Il tuo discorso sullo sfruttamento del lavoratore e’ giusto, ma si incrina quando usi l’esempio del meccanico napoletano. Siccome non possiamo essere tutti lavoratori autonomi, cio’ significa che *dobbiamo* andare a farci sfruttare da qualcuno. Beh, allora, personalmente, in attesa della rivoluzione, preferisco passare la mia giornata lavorativa “identificato” piuttosto che “alienato”.
abcdeeffe
26 febbraio 2011
@ilgioia, l’esempio del meccanico è una metafora, serve a spostare il limite della visione più in là: serve cioè a mostrare, con un esempio evidentemente *estremo*, che questa non è l’unica realtà possibile. Quando dici “Siccome non possiamo essere tutti lavoratori autonomi…” tu stai facendo esattamente un esercizio di realismo. Ma il realismo è un limite, perchè ingabbia la visione, impedisce il pensiero laterale, alternativo. E infatti da nessuna parte è scritto che la scelta si riduce alla triade rivoluzione/alienazione/identificazione – al contrario! Se proprio devo essere sfruttato, allora in quel contesto di sfruttamento io cerco di costruirmi i più ampi margini di libertà, facendo sì che quel meccanismo si crepi dall’interno. E i primi passi sono quelli di prendere coscienza della propria condizione e di sfuggire da questo finto realismo, che altro non è che un ulteriore dispositivo di sfruttamento! Quante volte la gente si adagia sul “tanto funziona così, che ci posso fare…”? Basta. Davvero.
Amed
12 maggio 2011
Prendo la metropolitana tutti i giorni. Sorrisi non ne vedo, e quando ne vedo sono falsi e disperati. I suicidi sul posto di lavoro non sono mai stati così alti, e sarebbero molto più alti se non per un’enorme dispiegamente farmaceutico: gli anti-depressivi sono ovunque. Se non è alienazione quella.

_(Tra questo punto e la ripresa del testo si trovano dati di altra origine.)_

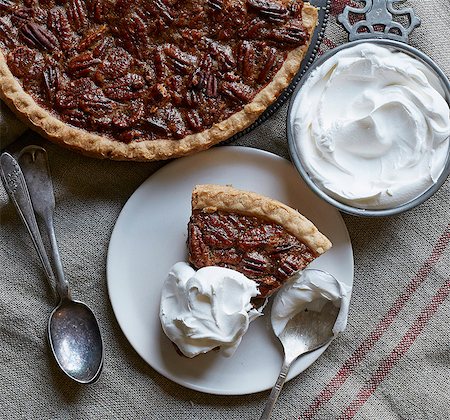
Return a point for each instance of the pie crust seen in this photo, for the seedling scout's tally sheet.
(212, 198)
(46, 124)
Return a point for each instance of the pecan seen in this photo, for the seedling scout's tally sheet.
(129, 117)
(58, 23)
(91, 38)
(194, 120)
(246, 58)
(226, 257)
(253, 29)
(95, 103)
(132, 135)
(255, 263)
(82, 64)
(75, 117)
(218, 232)
(181, 61)
(38, 36)
(7, 5)
(198, 250)
(175, 123)
(258, 236)
(290, 34)
(160, 9)
(160, 63)
(191, 98)
(222, 53)
(158, 125)
(237, 91)
(134, 35)
(216, 5)
(211, 86)
(269, 10)
(103, 48)
(271, 61)
(25, 62)
(51, 81)
(295, 8)
(7, 34)
(125, 88)
(98, 9)
(115, 65)
(77, 14)
(69, 96)
(289, 265)
(22, 15)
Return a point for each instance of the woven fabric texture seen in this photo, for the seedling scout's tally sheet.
(392, 362)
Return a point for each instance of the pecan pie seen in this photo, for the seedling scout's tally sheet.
(255, 235)
(147, 79)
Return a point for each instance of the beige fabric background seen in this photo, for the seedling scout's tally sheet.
(401, 269)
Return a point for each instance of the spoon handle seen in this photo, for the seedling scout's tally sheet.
(16, 187)
(276, 390)
(34, 163)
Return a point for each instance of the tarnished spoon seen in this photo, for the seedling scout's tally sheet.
(305, 332)
(73, 331)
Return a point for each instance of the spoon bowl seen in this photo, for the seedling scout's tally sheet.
(73, 331)
(73, 336)
(307, 330)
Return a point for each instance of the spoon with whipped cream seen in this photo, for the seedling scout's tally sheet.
(306, 315)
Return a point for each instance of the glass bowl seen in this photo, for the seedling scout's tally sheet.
(296, 155)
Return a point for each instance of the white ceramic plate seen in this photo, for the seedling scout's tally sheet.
(150, 236)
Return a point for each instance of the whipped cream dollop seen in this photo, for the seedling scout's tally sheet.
(310, 289)
(204, 309)
(372, 127)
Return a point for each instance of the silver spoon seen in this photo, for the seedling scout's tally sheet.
(73, 331)
(305, 332)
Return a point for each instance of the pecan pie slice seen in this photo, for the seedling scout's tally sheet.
(262, 238)
(148, 79)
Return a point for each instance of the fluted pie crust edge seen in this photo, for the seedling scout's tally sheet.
(46, 124)
(212, 198)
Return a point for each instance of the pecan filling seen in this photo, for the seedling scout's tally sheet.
(138, 70)
(263, 251)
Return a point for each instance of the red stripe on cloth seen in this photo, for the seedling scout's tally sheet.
(367, 344)
(387, 364)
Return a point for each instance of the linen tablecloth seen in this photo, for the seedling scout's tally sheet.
(392, 362)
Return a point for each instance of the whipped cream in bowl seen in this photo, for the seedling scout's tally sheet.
(369, 127)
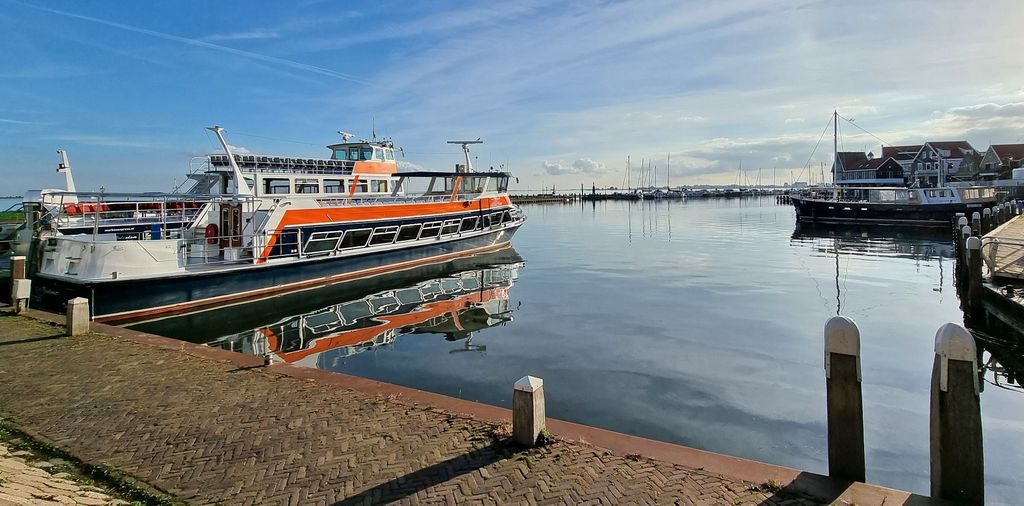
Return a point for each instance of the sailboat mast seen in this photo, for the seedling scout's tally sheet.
(835, 145)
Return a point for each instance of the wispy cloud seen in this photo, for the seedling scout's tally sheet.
(209, 45)
(257, 34)
(103, 140)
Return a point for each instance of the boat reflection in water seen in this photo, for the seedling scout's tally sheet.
(892, 242)
(323, 327)
(1000, 346)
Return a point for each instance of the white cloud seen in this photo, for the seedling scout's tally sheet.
(249, 35)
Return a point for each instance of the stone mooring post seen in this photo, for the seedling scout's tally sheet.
(78, 317)
(845, 406)
(527, 411)
(956, 455)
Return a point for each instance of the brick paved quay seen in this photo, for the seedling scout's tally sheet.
(207, 425)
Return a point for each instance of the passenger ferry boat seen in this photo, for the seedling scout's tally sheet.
(255, 225)
(895, 206)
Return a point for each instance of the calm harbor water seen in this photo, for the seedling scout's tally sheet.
(697, 323)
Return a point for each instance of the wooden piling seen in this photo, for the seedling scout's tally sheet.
(845, 405)
(77, 317)
(974, 275)
(16, 272)
(527, 411)
(956, 455)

Certo la vecchia litania sul valore del lavoro, su quanto è bello fare carriera e identificarsi con i profitti della propria azienda continua, ma non ci crede più nessuno. Sono come le messe in latino, si ripetono perchè si deve, ma nessuno ne conosce il significato oramai. Siamo ormai nell’era del cinismo: l’unica giustificazione rimasta per sacrificarsi nel lavoro non è etica, ma consumistica. “Si è vero lavoro in banca. Però mi posso comprare la smart, il monolocale, la ragazza”. Ciò che conta sono i soldi, non come si fanno: ecco perchè dimostrare che Berlusconi ha fatto i suoi soldi rubando e non ‘lavorando onestamente’ è del tutto inutile. La sua popolarità non sarebbe danneggiata in alcun modo.
daniele manno
13 settembre 2011
il prboblema dell’identificazione è il problema veramente più grave della nostra società, purtroppo non soltanto da un punto di vista capitalistico, ma da molto tempo prima e in molti altri luoghi, spesso, assolutamente indubitabili. Non potrei esaurire qui nemeno un decimo percentile di tutto l’argomento, ma fin dal mito della caverna di platone si blatera di “liberazione” contrapposta a “schiavitù”. la vera schiavitù consiste soltanto nel non vedersi altro da quello che si fa. nell’identificarsi con la parte di sé che appare visibile attraverso la ragione o attraverso gli altri. facebook è il luogo dell’esserificazione, il momento in cui il tuo doppio ti coglie alle spalle e rientra prepotente dentro ogni briciola di te, compiendo il delitto più grave di qualsiasi altro: privarti di ciò che non sai di essere… per essere un buon filosofo nel XXI secolo basta prendere a piene mani dalla vita di unqualsiasi jazz man che ha vissuto in america (anche herbie hanckok per intenderci). Mingus studiava il contrabasso mentre faceva il lavapiatti, faceva il contrabassista mentre parlava di donne con i membri della sua band. faceva l’amore mentre in realtà stava riportando un pò d negritudine in quelle “fichette bianche”… era, come si deve, sempre altrove.